An interesting planning application caught my attention the other day, not just because it was seeking consent to store highly toxic chemicals (Arsine and Phosphine) at the former MOD site, now Stradey Business Park, in the middle of Llangennech, Llanelli but also because the applicant, R & A Properties rang a bell.

Back in 2008/9 the MOD wanted to sell off the 37 acre site, a well established military depot with buildings and infrastructure. Negotiations with the council came to an unexplained abrupt end and the MOD decided to sell at auction. Immediately prior to the auction, the council bought the site and sold it straight away to R & A Properties for, it was reported, around £845,000.

The proposal went to full council where councillors' doubts (eg why didn't R & A buy it directly from the MOD, and who were the investors behind R & A) were soothed by the chief executive who told them not to worry as the investors were "known to some officers", ie him and possibly a couple of others.
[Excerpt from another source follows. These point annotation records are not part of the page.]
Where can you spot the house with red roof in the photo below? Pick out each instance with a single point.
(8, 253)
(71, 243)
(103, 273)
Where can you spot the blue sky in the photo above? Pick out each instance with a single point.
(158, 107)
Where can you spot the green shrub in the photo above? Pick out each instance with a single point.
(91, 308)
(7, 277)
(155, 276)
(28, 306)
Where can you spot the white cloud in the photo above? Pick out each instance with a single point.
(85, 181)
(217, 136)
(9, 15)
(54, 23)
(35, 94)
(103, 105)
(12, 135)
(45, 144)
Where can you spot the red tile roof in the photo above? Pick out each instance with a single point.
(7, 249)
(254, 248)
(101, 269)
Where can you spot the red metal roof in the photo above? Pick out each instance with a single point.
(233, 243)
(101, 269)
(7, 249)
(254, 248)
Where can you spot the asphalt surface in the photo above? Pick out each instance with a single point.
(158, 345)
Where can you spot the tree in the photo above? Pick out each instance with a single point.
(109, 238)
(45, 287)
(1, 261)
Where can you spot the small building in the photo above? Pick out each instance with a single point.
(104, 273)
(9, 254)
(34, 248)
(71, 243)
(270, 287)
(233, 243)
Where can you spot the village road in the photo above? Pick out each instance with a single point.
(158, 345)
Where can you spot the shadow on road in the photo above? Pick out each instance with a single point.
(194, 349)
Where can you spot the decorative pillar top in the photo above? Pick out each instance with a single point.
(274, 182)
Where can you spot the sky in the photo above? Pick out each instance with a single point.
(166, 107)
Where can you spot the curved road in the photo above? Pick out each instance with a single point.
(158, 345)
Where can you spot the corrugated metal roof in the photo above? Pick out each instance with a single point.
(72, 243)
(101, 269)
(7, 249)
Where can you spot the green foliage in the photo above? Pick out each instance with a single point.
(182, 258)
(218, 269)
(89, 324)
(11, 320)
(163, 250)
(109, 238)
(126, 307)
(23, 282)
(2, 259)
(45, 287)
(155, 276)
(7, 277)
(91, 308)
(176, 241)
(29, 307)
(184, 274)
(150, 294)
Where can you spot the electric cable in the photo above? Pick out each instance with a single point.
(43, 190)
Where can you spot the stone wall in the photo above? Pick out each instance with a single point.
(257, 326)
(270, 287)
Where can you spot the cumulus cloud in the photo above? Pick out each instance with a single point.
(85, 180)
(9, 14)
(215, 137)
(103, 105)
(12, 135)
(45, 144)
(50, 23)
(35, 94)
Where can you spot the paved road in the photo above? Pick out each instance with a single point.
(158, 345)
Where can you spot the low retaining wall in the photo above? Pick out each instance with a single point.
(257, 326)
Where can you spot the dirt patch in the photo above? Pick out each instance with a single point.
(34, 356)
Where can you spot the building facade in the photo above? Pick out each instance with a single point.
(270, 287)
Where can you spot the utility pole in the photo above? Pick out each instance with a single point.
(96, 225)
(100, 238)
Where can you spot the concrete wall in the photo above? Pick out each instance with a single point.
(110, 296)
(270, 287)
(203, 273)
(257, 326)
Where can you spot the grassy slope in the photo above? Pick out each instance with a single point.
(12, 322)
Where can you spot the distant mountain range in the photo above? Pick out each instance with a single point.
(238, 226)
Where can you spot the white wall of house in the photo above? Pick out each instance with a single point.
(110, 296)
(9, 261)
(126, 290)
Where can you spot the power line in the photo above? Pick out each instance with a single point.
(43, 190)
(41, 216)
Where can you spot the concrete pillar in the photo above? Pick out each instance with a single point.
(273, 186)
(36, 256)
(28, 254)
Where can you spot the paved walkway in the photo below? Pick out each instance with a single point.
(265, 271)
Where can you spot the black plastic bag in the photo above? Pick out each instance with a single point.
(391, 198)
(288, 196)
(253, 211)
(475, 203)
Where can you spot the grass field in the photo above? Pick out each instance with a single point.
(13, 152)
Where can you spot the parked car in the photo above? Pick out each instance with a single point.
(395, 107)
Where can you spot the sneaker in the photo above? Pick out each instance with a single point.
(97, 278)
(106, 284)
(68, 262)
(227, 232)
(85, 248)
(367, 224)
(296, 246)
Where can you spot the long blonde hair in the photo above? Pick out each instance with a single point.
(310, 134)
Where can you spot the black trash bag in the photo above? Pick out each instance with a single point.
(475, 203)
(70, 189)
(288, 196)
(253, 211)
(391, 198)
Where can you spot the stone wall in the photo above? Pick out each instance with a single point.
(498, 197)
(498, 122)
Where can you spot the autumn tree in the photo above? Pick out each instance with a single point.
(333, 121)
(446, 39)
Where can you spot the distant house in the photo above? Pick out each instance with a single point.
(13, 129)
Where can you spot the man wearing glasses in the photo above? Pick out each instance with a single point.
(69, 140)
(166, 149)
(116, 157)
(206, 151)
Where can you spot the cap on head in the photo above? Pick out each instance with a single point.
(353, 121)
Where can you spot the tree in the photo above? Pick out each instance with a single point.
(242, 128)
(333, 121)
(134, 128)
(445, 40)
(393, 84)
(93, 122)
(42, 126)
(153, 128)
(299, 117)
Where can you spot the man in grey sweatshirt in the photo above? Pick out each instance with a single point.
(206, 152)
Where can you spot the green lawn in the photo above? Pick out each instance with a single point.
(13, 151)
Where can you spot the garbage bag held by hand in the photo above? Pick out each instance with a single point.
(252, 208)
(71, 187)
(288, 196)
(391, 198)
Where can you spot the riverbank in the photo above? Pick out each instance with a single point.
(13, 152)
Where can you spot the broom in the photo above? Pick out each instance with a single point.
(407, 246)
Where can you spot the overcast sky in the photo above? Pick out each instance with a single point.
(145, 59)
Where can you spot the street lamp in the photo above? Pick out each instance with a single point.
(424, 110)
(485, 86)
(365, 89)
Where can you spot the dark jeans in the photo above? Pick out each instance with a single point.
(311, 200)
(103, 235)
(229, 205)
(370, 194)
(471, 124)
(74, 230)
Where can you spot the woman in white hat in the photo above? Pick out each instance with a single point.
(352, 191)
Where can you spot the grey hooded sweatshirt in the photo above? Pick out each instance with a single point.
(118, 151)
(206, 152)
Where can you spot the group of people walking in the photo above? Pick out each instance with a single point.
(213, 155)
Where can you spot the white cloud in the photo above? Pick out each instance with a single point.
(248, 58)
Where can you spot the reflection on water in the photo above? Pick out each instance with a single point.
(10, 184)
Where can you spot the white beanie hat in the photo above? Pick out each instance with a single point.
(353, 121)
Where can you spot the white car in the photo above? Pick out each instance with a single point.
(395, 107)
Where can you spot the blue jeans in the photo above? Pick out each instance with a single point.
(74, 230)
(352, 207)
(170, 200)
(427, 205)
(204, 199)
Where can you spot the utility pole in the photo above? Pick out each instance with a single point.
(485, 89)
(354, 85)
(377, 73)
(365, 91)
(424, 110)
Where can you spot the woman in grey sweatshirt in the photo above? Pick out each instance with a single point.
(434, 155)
How reassuring...

It certainly seemed to be a bargain for the investors, after all only a couple of years later the council's 'independent' valuers reckoned an undeveloped 1.1 acre site at Parc Y Scarlets could be sold to Marstons for roughly the same price.

Cneifiwr's post from April 2014, here, gives a far more detailed account of the dealings around the Llangennech site and more, and is well worth a read. At the time, the council claimed it was being entrepreneurial, if by that they meant making pots of money for those 'known' to them, rather than the taxpayer, then they certainly were. Incidentally, in 2011 the council gave R & A a £281k grant to  'refurbish' a couple of buildings.

Later in 2009 R & A Properties, who were "known to officers", revealed themselves as David Pickering, who, at the time, was Chairman of Welsh Rugby Union, and his business partner, Nigel Lovering. All this was reported in the press at the time.

Although no one is suggesting that there was anything untoward in the deal, one can only wonder whether the council would have brokered a similar arrangement for anyone who wasn't fortunate enough to be "known to officers".

Cneifiwr's post mentions some interesting 'gatherings' and photo opportunities between senior council officials and R & A and associated companies, and my efforts over the years to extract information regarding hospitality showed, for instance, that the chief executive accepted an invitation from the Chair of WRU, Mr Pickering, to attend an international rugby match a couple of weeks after the deal was sealed. Entirely coincidental I'm sure.

I can only assume, and I could be wrong (as R & A are a partnership not a limited company so does not have to reveal its information on Companies House) that R & A are still the same gentlemen who were "known to officers" back in 2009. This makes the current planning application interesting and illustrates the importance of maintaining and publishing a senior officers register of declared interests, gifts, hospitality.
No one is suggesting that anything is wrong but public perception is everything, and it's best for a public body, in the interests of transparency to at least try and remove all doubt.

I happened, for an entirely unrelated reason, to be surveying the declared interests of some Welsh MPs, and one entry for Stephen Crabb, Tory MP for Preseli Pembrokeshire was for four tickets to an Autumn International rugby match, with hospitality late last year, worth £833.36. The invite was from Hydro Industries Ltd based at Stradey Business Park, Llangennech. The Directors of Hydro Industries Ltd include the same two gentlemen who make up the partnership of R & A Properties.

As I said way back in 2012, no one wines and dines MPs or council chief executives for the simple pleasure of their thrilling company...well, it's remarkably unlikely. And, more to the point, these gifts and invitations are not accepted naively, but in the full knowledge of the implications.

As for Carmarthenshire Council and its senior officials, this behaviour has traditionally revolved around the world of rugby and its hospitality boxes, it has involved exposing the taxpayer to unquantifiable risk, and behaving, in the words of ex-police commissioner Christopher Salmon, like a Sicilian cartel.